The Slippery Slope of E-Originals, Part 1

This post, by Richard Curtis, originally appeared on Digital Book World on 10/14/12.

In the last year a number of major publishers have begun offering authors contracts for “e-originals” – books released originally – and exclusively – in e-book format. Though this is a logical step in the evolution of traditional publishing houses from tangible to virtual formats, the deflationary nature of its business model poses a serious threat to author earning power. Less obvious but ultimately more dangerous is the implosive effect the shift may have on the publishing companies themselves and the people who work for them.

What’s Wrong with Paperback Originals?

The first and obvious question is, what’s wrong with paperbacks books, that publishers are abandoning them in favor of digital originals? The fact is that in the past fifteen or twenty years, mass market paperback books have transformed from a breeding ground for fresh talent to an exclusive club for bestselling authors.

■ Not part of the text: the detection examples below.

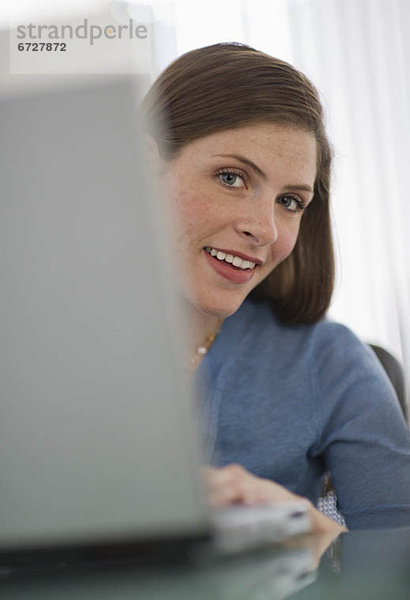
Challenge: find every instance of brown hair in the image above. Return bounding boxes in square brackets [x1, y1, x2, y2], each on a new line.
[143, 43, 334, 323]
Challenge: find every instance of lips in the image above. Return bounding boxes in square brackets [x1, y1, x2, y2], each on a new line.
[203, 249, 257, 284]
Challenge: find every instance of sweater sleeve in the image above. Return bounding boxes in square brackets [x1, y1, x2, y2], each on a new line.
[311, 321, 410, 529]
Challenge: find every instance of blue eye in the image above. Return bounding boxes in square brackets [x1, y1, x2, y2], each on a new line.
[278, 196, 304, 212]
[217, 171, 246, 188]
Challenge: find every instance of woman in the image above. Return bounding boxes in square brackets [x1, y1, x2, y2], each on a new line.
[144, 44, 410, 533]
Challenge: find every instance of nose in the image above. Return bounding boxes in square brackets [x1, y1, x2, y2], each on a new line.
[236, 194, 278, 246]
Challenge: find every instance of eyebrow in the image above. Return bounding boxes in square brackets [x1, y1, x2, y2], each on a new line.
[213, 154, 266, 179]
[212, 154, 313, 194]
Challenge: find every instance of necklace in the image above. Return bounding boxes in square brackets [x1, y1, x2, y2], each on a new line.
[189, 319, 224, 368]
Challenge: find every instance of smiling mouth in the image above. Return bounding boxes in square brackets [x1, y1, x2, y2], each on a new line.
[204, 246, 256, 271]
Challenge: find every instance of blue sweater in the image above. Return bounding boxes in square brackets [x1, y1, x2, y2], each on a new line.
[195, 299, 410, 529]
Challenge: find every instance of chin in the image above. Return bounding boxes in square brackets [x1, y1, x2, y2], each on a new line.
[195, 296, 246, 319]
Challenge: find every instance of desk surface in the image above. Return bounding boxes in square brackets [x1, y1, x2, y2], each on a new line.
[0, 528, 410, 600]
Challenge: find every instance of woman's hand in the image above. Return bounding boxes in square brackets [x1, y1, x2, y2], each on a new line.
[204, 464, 347, 535]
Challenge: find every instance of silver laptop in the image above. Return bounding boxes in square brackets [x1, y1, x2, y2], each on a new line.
[0, 76, 309, 566]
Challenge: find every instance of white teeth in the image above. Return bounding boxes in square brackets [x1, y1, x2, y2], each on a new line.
[232, 256, 243, 267]
[205, 246, 256, 269]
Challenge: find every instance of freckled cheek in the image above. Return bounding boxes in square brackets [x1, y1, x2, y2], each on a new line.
[271, 230, 298, 267]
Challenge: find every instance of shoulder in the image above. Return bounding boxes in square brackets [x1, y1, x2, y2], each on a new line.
[227, 299, 368, 363]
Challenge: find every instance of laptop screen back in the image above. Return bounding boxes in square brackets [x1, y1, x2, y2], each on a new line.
[0, 77, 210, 547]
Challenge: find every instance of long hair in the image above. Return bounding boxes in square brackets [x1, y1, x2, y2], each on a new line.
[142, 43, 334, 324]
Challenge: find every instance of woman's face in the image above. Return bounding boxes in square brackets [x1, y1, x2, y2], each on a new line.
[160, 123, 316, 317]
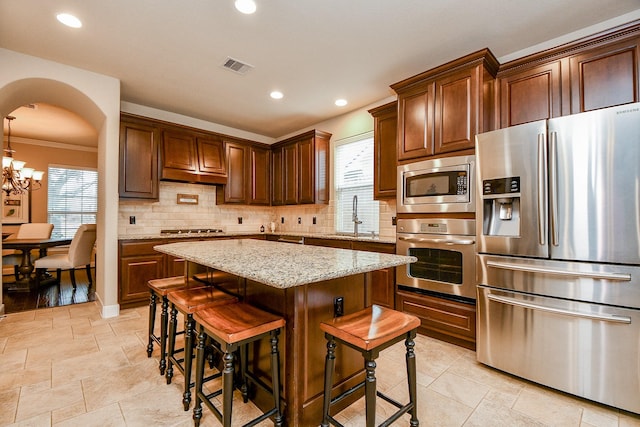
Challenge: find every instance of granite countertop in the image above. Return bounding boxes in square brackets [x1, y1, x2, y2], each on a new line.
[118, 231, 396, 244]
[154, 239, 417, 289]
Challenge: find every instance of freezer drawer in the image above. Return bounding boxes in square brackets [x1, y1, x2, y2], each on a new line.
[476, 286, 640, 413]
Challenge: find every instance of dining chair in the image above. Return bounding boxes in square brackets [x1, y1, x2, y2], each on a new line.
[2, 222, 53, 281]
[34, 224, 96, 289]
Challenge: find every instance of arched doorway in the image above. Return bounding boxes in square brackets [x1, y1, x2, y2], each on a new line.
[0, 56, 120, 317]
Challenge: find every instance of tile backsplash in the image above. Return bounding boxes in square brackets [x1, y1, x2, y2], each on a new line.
[118, 181, 396, 237]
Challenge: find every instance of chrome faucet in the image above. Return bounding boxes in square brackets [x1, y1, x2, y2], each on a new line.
[351, 195, 362, 237]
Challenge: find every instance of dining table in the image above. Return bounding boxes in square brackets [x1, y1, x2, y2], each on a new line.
[2, 238, 71, 291]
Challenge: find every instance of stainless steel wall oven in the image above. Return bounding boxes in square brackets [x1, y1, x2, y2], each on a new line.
[396, 218, 476, 303]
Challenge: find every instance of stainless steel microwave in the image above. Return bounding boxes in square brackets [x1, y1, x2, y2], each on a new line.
[397, 156, 476, 213]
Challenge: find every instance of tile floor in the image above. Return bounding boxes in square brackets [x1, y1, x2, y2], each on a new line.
[0, 302, 640, 427]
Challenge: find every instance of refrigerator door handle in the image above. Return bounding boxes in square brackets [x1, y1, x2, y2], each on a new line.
[538, 133, 547, 246]
[487, 294, 631, 324]
[487, 261, 631, 282]
[549, 132, 559, 246]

The reasons for this metamorphosis are complex (you can read about them in The Rise and Fall of the Mass Market Paperback: Part 1, Part 2), but in essence the ruthless math of an industry based on the returnability of books has made it almost impossible for fresh talent to develop over time in the nursery of original paperbacks. Though many promising genre authors, especially romance writers, continue to be introduced in mass market paperback, the sales thresholds they must achieve in order to make a profit for their publishers have risen to almost unattainable heights.

Cue e-book originals.

At first blush, e-originals appear to be the perfect way for publishers to pull authors out of this death spiral, for many of the costs of manufacturing and distribution are lower or negligible. You would think that the savings would be passed along to authors in the form of higher advances and royalties. So far, that has proven far from true. Why?